In function 'void foo(std::vector<std::pair<int, int> >&)',
    inlined from 'int main()' at <source>:11:8:
<source>:5:22: error: array subscript 3 is outside array bounds of
'std::pair<int, int> [1]' [-Werror=array-bounds=]
    5 |         vec[3].first = 0;
In file included from
/opt/compiler-explorer/gcc-13.1.0/include/c++/13.1.0/x86_64-linux-gnu/bits/c++allocator.h:33,
                 from
/opt/compiler-explorer/gcc-13.1.0/include/c++/13.1.0/bits/allocator.h:46,
                 from
/opt/compiler-explorer/gcc-13.1.0/include/c++/13.1.0/vector:63,
                 from <source>:1:
In member function '_Tp* std::__new_allocator<_Tp>::allocate(size_type, const
void*) [with _Tp = std::pair<int, int>]',
    inlined from 'constexpr _Tp* std::allocator< <template-parameter-1-1>
>::allocate(std::size_t) [with _Tp = std::pair<int, int>]' at
/opt/compiler-explorer/gcc-13.1.0/include/c++/13.1.0/bits/allocator.h:198:40,
    inlined from 'static constexpr _Tp*
std::allocator_traits<std::allocator<_Up> >::allocate(allocator_type&,
size_type) [with _Tp = std::pair<int, int>]' at
/opt/compiler-explorer/gcc-13.1.0/include/c++/13.1.0/bits/alloc_traits.h:482:28,
    inlined from 'constexpr std::_Vector_base<_Tp, _Alloc>::pointer
std::_Vector_base<_Tp, _Alloc>::_M_allocate(std::size_t) [with _Tp =
std::pair<int, int>; _Alloc = std::allocator<std::pair<int, int> >]' at
/opt/compiler-explorer/gcc-13.1.0/include/c++/13.1.0/bits/stl_vector.h:378:33,
    inlined from 'constexpr void std::vector<_Tp,
_Alloc>::_M_range_initialize(_ForwardIterator, _ForwardIterator,
std::forward_iterator_tag) [with _ForwardIterator = const std::pair<int, int>*;
_Tp = std::pair<int, int>; _Alloc = std::allocator<std::pair<int, int> >]' at
/opt/compiler-explorer/gcc-13.1.0/include/c++/13.1.0/bits/stl_vector.h:1687:25,
    inlined from 'constexpr std::vector<_Tp,
_Alloc>::vector(std::initializer_list<_Tp>, const allocator_type&) [with _Tp =
std::pair<int, int>; _Alloc = std::allocator<std::pair<int, int> >]' at
/opt/compiler-explorer/gcc-13.1.0/include/c++/13.1.0/bits/stl_vector.h:677:21,
    inlined from 'int main()' at <source>:10:42:
/opt/compiler-explorer/gcc-13.1.0/include/c++/13.1.0/bits/new_allocator.h:147:55:
note: at offset 24 into object of size 8 allocated by 'operator new'
  147 |         return static_cast<_Tp*>(_GLIBCXX_OPERATOR_NEW(__n *
sizeof(_Tp)));
      |                                                       ^
cc1plus: all warnings being treated as errors
Compiler returned: 1

[Bug tree-optimization/110620] spurious array-bounds

[cuzdav at gmail dot com]

https://gcc.gnu.org/bugzilla/show_bug.cgi?id=110620

--- Comment #4 from Chris Uzdavinis <cuzdav at gmail dot com> ---
(Sorry I was getting bugzilla errors about collisions when adding comments, but
they seemed to have gone through after all.)

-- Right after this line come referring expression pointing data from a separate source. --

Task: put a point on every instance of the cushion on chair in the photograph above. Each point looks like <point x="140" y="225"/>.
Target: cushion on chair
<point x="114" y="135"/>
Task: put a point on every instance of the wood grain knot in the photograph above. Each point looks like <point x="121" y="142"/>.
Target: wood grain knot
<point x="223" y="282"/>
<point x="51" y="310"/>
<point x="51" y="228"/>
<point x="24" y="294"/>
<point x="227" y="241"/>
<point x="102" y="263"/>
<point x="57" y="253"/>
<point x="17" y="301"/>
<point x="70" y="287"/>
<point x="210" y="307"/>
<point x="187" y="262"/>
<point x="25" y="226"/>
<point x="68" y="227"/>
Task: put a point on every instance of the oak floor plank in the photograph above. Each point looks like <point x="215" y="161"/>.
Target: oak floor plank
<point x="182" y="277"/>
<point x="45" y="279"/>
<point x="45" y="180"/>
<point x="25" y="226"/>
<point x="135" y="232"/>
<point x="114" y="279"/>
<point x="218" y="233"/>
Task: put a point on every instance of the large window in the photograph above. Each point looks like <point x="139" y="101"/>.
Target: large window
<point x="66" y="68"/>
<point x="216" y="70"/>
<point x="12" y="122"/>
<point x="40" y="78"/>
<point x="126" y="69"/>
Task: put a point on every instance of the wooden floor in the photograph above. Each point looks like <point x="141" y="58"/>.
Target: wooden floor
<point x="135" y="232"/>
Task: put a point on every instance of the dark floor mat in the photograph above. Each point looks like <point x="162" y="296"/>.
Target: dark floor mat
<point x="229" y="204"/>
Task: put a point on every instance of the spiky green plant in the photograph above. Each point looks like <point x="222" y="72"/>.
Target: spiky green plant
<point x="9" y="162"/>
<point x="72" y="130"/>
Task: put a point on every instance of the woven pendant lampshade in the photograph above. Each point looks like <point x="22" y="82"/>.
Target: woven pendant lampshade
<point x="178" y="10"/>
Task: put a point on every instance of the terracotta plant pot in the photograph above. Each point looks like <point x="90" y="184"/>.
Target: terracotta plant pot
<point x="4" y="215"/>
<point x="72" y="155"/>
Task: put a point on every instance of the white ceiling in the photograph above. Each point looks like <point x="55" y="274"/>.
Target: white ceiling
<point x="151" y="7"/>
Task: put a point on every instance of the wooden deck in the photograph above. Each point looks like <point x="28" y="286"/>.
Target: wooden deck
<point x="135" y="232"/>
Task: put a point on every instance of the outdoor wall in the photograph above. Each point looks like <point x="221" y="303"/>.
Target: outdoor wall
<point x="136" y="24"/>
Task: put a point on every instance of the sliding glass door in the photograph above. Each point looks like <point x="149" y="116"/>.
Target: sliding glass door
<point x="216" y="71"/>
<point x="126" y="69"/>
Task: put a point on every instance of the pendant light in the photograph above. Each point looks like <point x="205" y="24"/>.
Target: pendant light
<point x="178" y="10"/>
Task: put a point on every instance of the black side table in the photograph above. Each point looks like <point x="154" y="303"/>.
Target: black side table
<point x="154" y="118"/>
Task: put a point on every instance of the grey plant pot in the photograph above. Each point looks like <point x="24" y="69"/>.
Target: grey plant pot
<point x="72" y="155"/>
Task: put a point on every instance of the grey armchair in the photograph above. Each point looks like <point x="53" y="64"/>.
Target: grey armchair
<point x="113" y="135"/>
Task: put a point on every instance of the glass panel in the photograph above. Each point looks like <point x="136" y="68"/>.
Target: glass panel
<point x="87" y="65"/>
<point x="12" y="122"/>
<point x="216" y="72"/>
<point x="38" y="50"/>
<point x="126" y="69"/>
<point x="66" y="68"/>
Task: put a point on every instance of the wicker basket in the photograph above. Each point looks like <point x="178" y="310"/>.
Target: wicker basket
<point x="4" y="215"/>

[Bug tree-optimization/110620] spurious array-bounds

[pinskia at gcc dot gnu.org]

https://gcc.gnu.org/bugzilla/show_bug.cgi?id=110620

--- Comment #5 from Andrew Pinski <pinskia at gcc dot gnu.org> ---
From the looks of it is just not optimizing enough before the warning happens.

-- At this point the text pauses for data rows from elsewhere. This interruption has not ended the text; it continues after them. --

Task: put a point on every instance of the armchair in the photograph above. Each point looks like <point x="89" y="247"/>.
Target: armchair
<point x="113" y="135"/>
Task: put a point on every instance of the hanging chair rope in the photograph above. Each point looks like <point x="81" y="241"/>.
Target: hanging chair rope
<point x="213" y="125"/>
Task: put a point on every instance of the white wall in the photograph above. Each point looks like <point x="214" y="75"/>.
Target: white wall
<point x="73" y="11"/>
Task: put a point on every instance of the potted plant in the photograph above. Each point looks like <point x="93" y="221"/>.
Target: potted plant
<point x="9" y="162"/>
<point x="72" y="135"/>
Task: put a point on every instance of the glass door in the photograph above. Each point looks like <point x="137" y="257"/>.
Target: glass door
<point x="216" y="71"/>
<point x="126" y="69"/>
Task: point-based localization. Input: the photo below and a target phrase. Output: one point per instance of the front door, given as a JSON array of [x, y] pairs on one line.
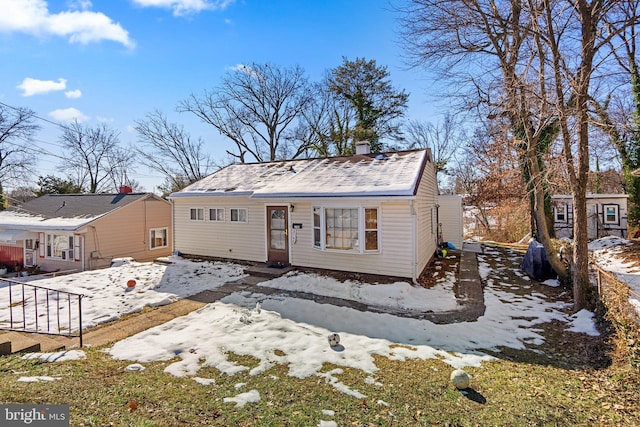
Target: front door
[[277, 232]]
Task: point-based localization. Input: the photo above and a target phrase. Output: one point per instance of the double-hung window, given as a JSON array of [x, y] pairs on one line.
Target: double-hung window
[[346, 228], [158, 237], [60, 246], [611, 214], [238, 215], [216, 215], [561, 213], [196, 214]]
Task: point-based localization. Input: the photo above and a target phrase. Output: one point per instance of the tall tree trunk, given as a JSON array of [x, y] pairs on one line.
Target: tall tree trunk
[[540, 217]]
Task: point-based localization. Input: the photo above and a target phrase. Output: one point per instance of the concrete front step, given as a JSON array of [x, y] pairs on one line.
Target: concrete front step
[[270, 272], [13, 342], [17, 342]]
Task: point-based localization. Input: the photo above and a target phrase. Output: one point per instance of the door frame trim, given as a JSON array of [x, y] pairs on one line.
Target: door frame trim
[[266, 229]]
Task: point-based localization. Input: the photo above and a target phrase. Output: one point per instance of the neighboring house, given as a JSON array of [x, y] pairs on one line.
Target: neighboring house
[[451, 219], [367, 213], [606, 215], [85, 231]]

The final optimized code does not have the store in it.

The store for the vector to create the size of one element vector happens and
then a copy loop happens and then loads from start/finish to figure out the
size of the vector but that is not optimized until dom2 which is after vrp2
already ran ...

[Bug tree-optimization/110620] spurious array-bounds

[rguenth at gcc dot gnu.org]

https://gcc.gnu.org/bugzilla/show_bug.cgi?id=110620

Richard Biener <rguenth at gcc dot gnu.org> changed:

           What    |Removed                     |Added
----------------------------------------------------------------------------
             Status|UNCONFIRMED                 |NEW
   Last reconfirmed|                            |2023-07-11
     Ever confirmed|0                           |1

--- Comment #6 from Richard Biener <rguenth at gcc dot gnu.org> ---
Confirmed.  We diagnose

  _41 = operator new (8);

  <bb 3> [local count: 1014634345]:
  # iftmp.3_28 = PHI <_41(2)>
...
  <bb 9> [local count: 507317173]: 
  MEM[(struct value_type &)iftmp.3_28 + 24].first = 0;

and this access _is_ out of bounds, it's just in an unreachable path we
have not yet proved to be unreachable.